Sunday, November 8, 2009

I'm thinking about freeways...

Growing up in the twilight years of the American romance with an ever expanding interstate highway system, after acres of pristine prairie and forest had been paved and chunks of vibrant (usually African-American or immigrant) neighborhoods had been either bulldozed or severed from their surroundings by freeway construction, after the land-use patterns that resulted from that construction bred the worst kind of blight and sprawl from the edges and deep into our cities, I began to wonder what would become of these automobile environments that we had created. If the new construction of limited-access interstates and loop arterials were the first phase in the life of freeways in the United States, and the capacity saturation, gridlock and subsequent expansion of the 1970's through 1990's is the second, what is the next step, the third phase?

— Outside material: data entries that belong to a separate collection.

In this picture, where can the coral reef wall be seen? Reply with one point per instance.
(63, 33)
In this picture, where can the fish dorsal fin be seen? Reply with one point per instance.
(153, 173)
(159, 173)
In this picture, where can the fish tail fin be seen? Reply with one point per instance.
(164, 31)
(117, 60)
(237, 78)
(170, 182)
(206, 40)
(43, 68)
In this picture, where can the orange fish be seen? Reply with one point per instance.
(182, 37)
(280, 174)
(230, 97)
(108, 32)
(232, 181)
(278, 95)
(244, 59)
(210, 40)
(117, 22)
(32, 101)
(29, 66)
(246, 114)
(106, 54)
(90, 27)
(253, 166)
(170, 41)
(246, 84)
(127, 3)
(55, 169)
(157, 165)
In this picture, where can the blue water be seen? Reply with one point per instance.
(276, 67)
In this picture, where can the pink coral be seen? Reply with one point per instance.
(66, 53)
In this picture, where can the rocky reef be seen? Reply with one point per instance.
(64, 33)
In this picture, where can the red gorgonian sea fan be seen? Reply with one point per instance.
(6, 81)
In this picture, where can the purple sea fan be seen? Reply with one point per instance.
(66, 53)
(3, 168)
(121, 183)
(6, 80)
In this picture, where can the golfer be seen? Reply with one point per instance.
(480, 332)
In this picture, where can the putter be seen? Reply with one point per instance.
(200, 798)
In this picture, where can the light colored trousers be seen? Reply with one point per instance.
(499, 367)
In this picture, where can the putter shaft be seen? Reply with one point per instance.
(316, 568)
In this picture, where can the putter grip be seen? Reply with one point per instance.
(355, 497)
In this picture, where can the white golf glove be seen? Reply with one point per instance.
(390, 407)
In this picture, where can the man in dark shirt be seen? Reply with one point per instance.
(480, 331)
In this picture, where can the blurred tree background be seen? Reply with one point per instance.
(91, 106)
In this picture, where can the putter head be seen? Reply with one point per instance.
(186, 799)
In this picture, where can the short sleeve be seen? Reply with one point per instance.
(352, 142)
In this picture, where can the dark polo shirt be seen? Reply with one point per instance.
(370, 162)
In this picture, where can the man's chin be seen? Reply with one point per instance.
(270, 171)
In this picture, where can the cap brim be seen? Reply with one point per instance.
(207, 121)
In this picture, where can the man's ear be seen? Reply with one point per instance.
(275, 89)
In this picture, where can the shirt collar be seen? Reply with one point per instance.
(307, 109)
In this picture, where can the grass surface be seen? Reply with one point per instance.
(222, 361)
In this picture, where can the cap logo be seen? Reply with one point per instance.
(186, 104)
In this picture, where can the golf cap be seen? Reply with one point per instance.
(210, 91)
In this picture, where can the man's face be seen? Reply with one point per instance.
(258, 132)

I live two blocks from the East River in Manhattan. The breathtaking view that I enjoy, with churning steel blue water reflecting the Brooklyn, Manhattan, Williamsburg and Verrazano Narrows Bridges, the mighty borough of Brooklyn and the new Brooklyn Bridge Park under construction across the way, joggers and cyclists competing for space with tourists on our side the river's shores - all of this would have been unthinkable in the late 19th century. To New York in the 19th century, the East and Hudson Rivers were places of filth and vice, sylvan banks had long since given way to piers, tanneries, shipyards, counting houses and trash heaps, prostitution and gambling flourished in the neighborhoods that serviced the great seaport that had grown much of the way up both rivers. The banks of the river were unpleasant places for cultured folk. For one thing, they smelled awful and the shouts of stevedores unloading fish from the Chesapeake did not lend itself to residential accommodation. It says volumes about the way New York felt about its rivers that the city's toniest thoroughfare, the home of the monied elite and the commerce that sustained them - the famous Fifth Avenue - runs down the center of the island, as far from both rivers as was possible.

As commerce and patterns of transportation shifted (shipping across to places like Elizabeth, New Jersey, transatlantic travel replaced by jet airplane, etc. ) and the rivers began to lose their grip on the elite's imaginations as conduits foul smells and loose morals, an earlier, more romantic view of the river as something pleasurable to look at, to be near, reestablished itself in Manhattan. River House, Beekman and Sutton Places and the like sprung up as acceptable alternatives to Fifth and Park because the East River was once again seen as an asset rather than a liability, with thousands of glowing windows framing views of cruise ships, pleasure craft and ferries slicing through the currents. The land beneath them whose value had plummeted with the departure of commerce became valuable again. On the west side, the Hudson riverfront has become one of the island's premier real-estate assets, with hyper-luxurious condominium complexes and elite financial institutions vying for space along the nearly complete Hudson River Park. 

Fast forward to the early 21st century and those freeways. Freeways are to us what the rivers were to 19th century New York. In fact, for many American cities that came of age in the 20th century, the freeway as a lifeline that connected it to customers and suppliers in other cities functioned in much the same way as the East and Hudson rivers. They are also universally unpleasant place to live near, because they are noisy and they smell. Sound familiar? But what if cars and trucks weren't loud and didn't emit harmful chemical clouds out of their tailpipes? Is it possible that we could repopulate the shores of our freeways, with picture windows to capture the beautiful trails of head and taillights bending toward the horizon? Anyone who has driven or nearly been run over by a Prius knows that quieter car engines are the future. If we go further and rethink the way we design cars to reduce the noise created by rubber meeting asphalt, and if we continue to raise emission standards, could we reduce the negative aspects of life along a freeway to a tipping point, converting the interstate's incessant flow of traffic into a real estate asset? How many millions of acres of fallow land could we recapture?